InfoNEAT: Information Theory-based NeuroEvolution of Augmenting Topologies for Side-channel Analysis
Rabin Yu Acharya, Fatemeh Ganji, Domenic Forte

TL;DR
This paper introduces InfoNEAT, an automated neural architecture search method guided by information theory, significantly improving side-channel attack efficiency and robustness over traditional neural network approaches.
Contribution
InfoNEAT presents a novel neural structure search method using information-theoretic metrics, optimizing neural network configuration and training stopping criteria for side-channel analysis.
Findings
InfoNEAT is up to 6 times faster in training.
It reduces the number of attack traces needed by up to 1000 times.

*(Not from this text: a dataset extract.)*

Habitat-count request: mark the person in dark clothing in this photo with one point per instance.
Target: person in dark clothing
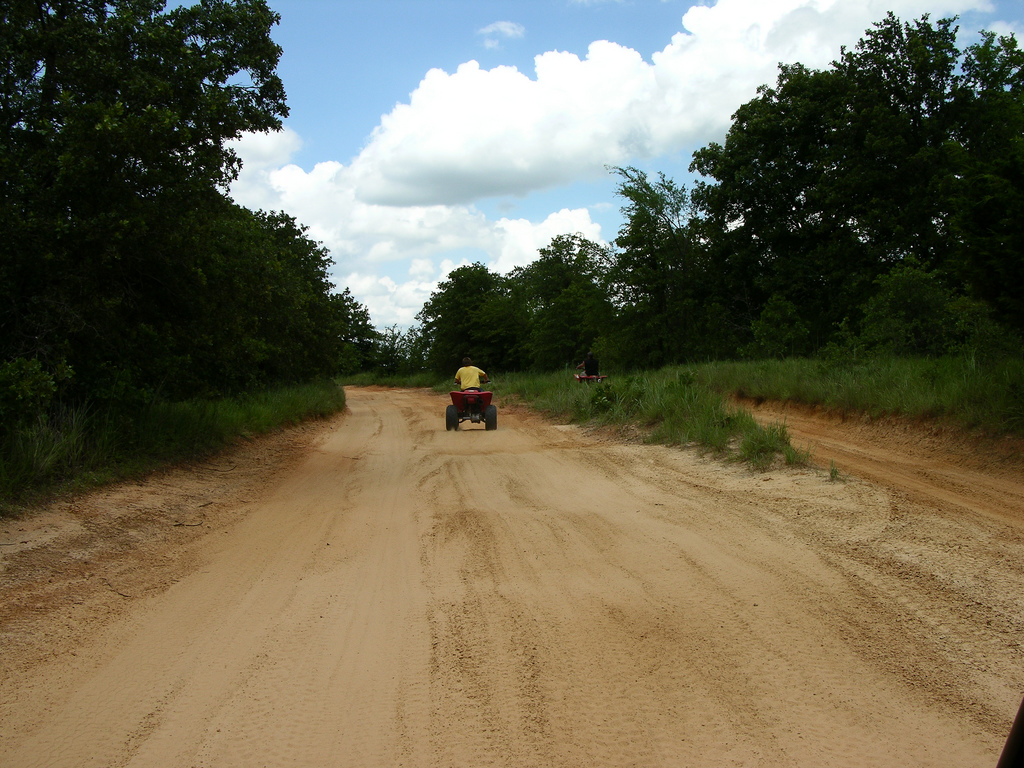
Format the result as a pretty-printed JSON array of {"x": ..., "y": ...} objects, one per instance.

Models are robust against noise and desynchronization.
Abstract
Profiled side-channel analysis (SCA) leverages leakage from cryptographic implementations to extract the secret key. When combined with advanced methods in neural networks (NNs), profiled SCA can successfully attack even those crypto-cores assumed to be protected against SCA. Despite the rise in the number of studies devoted to NN-based SCA, a range of questions has remained unanswered, namely: how to choose an NN with an adequate configuration, how to tune the NN's hyperparameters, when to stop the training, etc. Our proposed approach, ``InfoNEAT,'' tackles these issues in a natural way. InfoNEAT relies on the concept of neural structure search, enhanced by information-theoretic metrics to guide the evolution, halt it with novel stopping criteria, and improve time-complexity and memory footprint. The performance of InfoNEAT is evaluated by applying it to publicly available datasets…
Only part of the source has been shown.